Führende Oppositionspolitiker werden zu Haftstrafen verurteilt, doch der proeuropäische Protest in Georgien geht weiter. Vor dem Parlament in Tiflis geht die Polizei erneut hart gegen Demonstranten vor. Deutschland, Frankreich und Polen erwägen Sanktionen.

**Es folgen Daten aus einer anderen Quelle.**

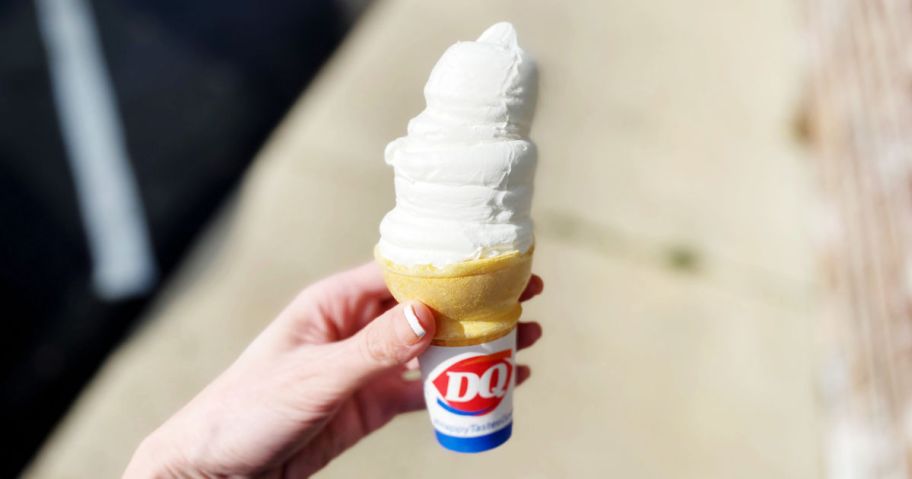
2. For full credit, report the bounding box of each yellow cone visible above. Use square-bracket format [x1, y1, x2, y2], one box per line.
[374, 248, 532, 346]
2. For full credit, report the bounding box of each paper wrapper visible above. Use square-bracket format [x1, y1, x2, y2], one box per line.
[374, 248, 533, 346]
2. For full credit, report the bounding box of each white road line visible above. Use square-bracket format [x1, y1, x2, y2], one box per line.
[35, 0, 158, 300]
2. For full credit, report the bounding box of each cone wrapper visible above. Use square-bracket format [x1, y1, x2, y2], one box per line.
[375, 249, 532, 452]
[418, 328, 516, 453]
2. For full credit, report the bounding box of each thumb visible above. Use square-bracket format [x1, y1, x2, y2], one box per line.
[339, 301, 436, 390]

In Georgien haben sich den neunten Abend in Folge Tausende Menschen versammelt, um für einen EU-Kurs ihres Landes zu demonstrieren. Dabei kam es erneut zu schweren Ausschreitungen. Vor dem Parlament in der Hauptstadt Tiflis setzte die Polizei erneut Tränengas und Wasserwerfer ein, um die Versammlung aufzulösen, es gab mehrere Festnahmen. Demonstranten hatten das Parlamentsgebäude mit Feuerwerkskörpern beschossen. Deutschland, Frankreich und Polen verurteilten das Vorgehen der Behörden gegen die Protestteilnehmer.

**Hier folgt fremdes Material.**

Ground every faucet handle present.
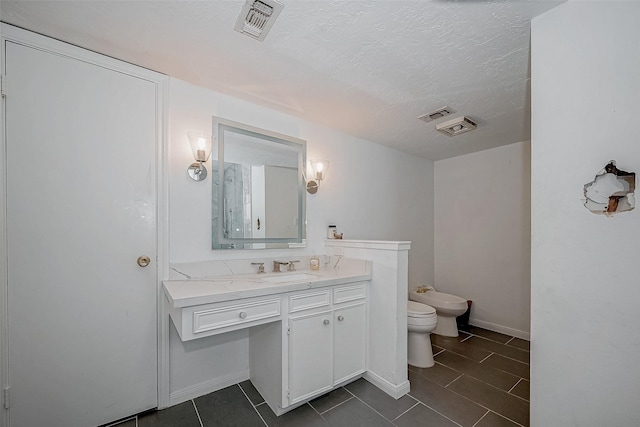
[251,262,264,274]
[287,259,300,271]
[273,261,287,273]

Stunden zuvor waren zwei führende Oppositionspolitiker wegen ihrer Teilnahme an den Protesten zu Haftstrafen verurteilt worden. Der Chef der größten Oppositionspartei „Koalition für den Wandel”, Nika Gvaramia, soll zwölf Monate wegen Rowdytums und wegen Missachtung der Polizei ins Gefängnis. Der Oppositionelle Aleko Elisashvili von der Partei Starkes Georgien wurde zu einer zweimonatigen Untersuchungshaft verurteilt. Die Staatsanwaltschaft beschuldigte ihn, einen Politiker der regierenden Partei Georgischer Traum angegriffen zu haben. Elisashvili bestritt die Vorwürfe.
Nach Berichten lokaler Medien wurden in den vergangenen Tagen weitere acht Aktivisten der Opposition am Freitag wegen Delikten im Zusammenhang mit „Bandengewalt” angeklagt. Dies kann mit Haftstrafen von bis zu neun Jahren geahndet werden.
Regierungschef spricht von „liberalem Faschismus”
Die proeuropäischen Proteste, die in der vergangenen Woche begonnen hatten, richten sich insbesondere gegen den von Regierungschef Irakli Kobachidse angekündigten Aufschub der EU-Beitrittsverhandlungen des Kaukasusstaats bis 2028. Kritiker sehen darin eine Bestätigung einer von Russland beeinflussten Abkehr von einer prowestlichen Politik. Die Regierungspartei Georgischer Traum bestreitet das.
Deutschland, Frankreich und Polen verurteilten das Vorgehen der georgischen Regierung und fassen Sanktionen ins Auge. Die drei Staaten kündigten an, das Thema Georgien auf dem nächsten Außenminister-Treffen der Europäischen Union zu thematisieren, um mögliche Maßnahmen gegen Georgien zu ergreifen. Die von den georgischen Behörden ergriffenen Maßnahmen führten zur Instabilität des Landes, heißt es in einer gemeinsamen Erklärung der drei EU-Länder. Sie prangerten zudem die Gewalt gegen Oppositionelle und Journalisten an, wie es in einer gemeinsamen Erklärung hieß.
Regierungschef Kobachidse lobte die Sicherheitskräfte hingegen dafür, die „Gewaltbereitschaft der Demonstranten erfolgreich neutralisiert” zu haben. „Wir haben eine wichtige Schlacht gegen den liberalen Faschismus in unserem Land gewonnen”, hatte er am Donnerstag auf einer Pressekonferenz und nutzte damit eine Sprache, die daran erinnert, wie der Kreml seine politischen Gegner ins Visier nimmt.
Der „Kampf” sei jedoch bisher nicht vorbei, fuhr Kobachidse fort. „Der liberale Faschismus in Georgien muss vollständig besiegt werden und die Arbeit an diesem Ziel wird fortgesetzt”, sagte er.